FIG. 6 shows the parallel embodiment 20a in assembled condition in a breathing system. Main supply tube 24 is connected as in the previous embodiment to nebulizer module 21. However, exit connector 31 of module 21 is connected to a first manifold hose 98 which terminates in connection with a manifold 99. One end of the manifold 99 is connected to the patient via currently used practice (for example, the mask 100 as shown). A further opening is in manifold 99 and is connected to an exhaust hose 101. The opposite end of the exhaust hose 101 is mounted on connector 62 of exhaust module 22.

Secondary supply hoses 25 and 28a provide secondary gas to power the nebulizer module 21 and the valve module 22 respectively.

Consequently, when air is being supplied through main supply hose 24 and secondary supply hoses 25 and 28 and the patient inhales, gas will be drawn into manifold nebulizer 20a and transmitted to the patient in the following manner.

Aerosol is produced within nebulizer module 21 in the same manner as in respect to nebulizer 20 and exits from nebulizer module 21 into hose 98. It then passes through manifold 99 and mouthpiece 100 to the patient.
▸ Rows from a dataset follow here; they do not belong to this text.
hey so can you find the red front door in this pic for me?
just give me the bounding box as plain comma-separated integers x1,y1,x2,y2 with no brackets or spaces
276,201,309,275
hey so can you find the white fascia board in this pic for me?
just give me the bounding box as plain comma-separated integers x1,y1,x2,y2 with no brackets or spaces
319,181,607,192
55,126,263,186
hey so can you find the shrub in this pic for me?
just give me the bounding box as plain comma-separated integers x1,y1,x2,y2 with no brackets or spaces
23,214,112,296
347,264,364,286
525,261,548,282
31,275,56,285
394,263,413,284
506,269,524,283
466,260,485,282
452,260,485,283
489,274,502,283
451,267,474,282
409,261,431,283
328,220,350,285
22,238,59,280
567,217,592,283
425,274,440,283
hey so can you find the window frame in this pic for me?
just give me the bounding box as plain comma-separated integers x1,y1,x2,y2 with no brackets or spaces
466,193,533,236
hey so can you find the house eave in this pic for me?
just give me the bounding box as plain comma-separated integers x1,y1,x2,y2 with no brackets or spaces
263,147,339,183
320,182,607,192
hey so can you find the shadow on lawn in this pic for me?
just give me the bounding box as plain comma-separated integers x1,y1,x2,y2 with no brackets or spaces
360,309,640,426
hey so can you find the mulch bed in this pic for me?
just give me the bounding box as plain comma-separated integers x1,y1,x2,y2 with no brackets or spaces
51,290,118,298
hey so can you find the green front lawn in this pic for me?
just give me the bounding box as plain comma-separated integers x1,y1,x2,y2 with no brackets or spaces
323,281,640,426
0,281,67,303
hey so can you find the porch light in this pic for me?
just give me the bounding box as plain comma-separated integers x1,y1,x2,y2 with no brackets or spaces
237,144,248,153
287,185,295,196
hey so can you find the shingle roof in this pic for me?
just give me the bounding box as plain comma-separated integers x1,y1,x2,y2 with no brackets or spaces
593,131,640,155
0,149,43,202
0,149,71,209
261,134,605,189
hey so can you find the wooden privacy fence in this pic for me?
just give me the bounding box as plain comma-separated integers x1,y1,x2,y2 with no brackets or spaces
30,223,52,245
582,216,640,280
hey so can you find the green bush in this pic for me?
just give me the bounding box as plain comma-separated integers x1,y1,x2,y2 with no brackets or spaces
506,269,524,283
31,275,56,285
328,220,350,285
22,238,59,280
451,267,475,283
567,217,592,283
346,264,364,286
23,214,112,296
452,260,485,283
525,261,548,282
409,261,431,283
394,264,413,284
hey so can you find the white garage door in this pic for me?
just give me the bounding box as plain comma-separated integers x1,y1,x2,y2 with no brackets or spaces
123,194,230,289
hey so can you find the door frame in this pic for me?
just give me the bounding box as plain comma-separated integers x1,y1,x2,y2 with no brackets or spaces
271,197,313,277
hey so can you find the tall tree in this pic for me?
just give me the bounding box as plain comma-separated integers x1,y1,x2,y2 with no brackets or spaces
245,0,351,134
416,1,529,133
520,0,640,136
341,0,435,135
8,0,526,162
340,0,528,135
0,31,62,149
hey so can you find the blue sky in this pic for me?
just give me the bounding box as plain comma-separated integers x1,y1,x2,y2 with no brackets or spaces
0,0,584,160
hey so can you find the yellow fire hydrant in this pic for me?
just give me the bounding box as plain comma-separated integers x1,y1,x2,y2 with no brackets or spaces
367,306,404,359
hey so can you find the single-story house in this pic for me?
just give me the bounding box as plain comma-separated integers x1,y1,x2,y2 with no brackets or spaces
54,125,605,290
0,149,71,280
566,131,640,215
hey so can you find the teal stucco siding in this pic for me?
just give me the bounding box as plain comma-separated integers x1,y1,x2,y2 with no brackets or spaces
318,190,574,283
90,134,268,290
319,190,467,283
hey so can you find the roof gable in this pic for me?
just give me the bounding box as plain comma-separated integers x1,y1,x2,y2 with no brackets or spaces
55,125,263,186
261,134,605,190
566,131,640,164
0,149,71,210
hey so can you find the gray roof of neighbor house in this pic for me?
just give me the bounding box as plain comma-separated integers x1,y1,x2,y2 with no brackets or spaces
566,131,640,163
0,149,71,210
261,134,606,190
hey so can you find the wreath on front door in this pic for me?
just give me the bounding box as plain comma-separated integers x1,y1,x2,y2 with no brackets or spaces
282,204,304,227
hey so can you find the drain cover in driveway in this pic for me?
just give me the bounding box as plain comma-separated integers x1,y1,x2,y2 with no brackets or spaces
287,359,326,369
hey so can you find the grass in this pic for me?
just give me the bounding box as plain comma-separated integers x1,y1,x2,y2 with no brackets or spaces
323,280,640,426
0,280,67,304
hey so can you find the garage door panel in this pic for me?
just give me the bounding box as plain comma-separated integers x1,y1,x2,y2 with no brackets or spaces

When the patient exhales, the valve assembly in exhaust module 22 will be opened in the same manner as in respect to manifold nebulizer 20 and the exhaled gases and other matter will pass through tube 101 into exhaust module 22. It will then pass out of the exhaust module in the same manner as in respect to manifold nebulizer 20.

Thus, the above discussed objectives of the invention are effectively attained.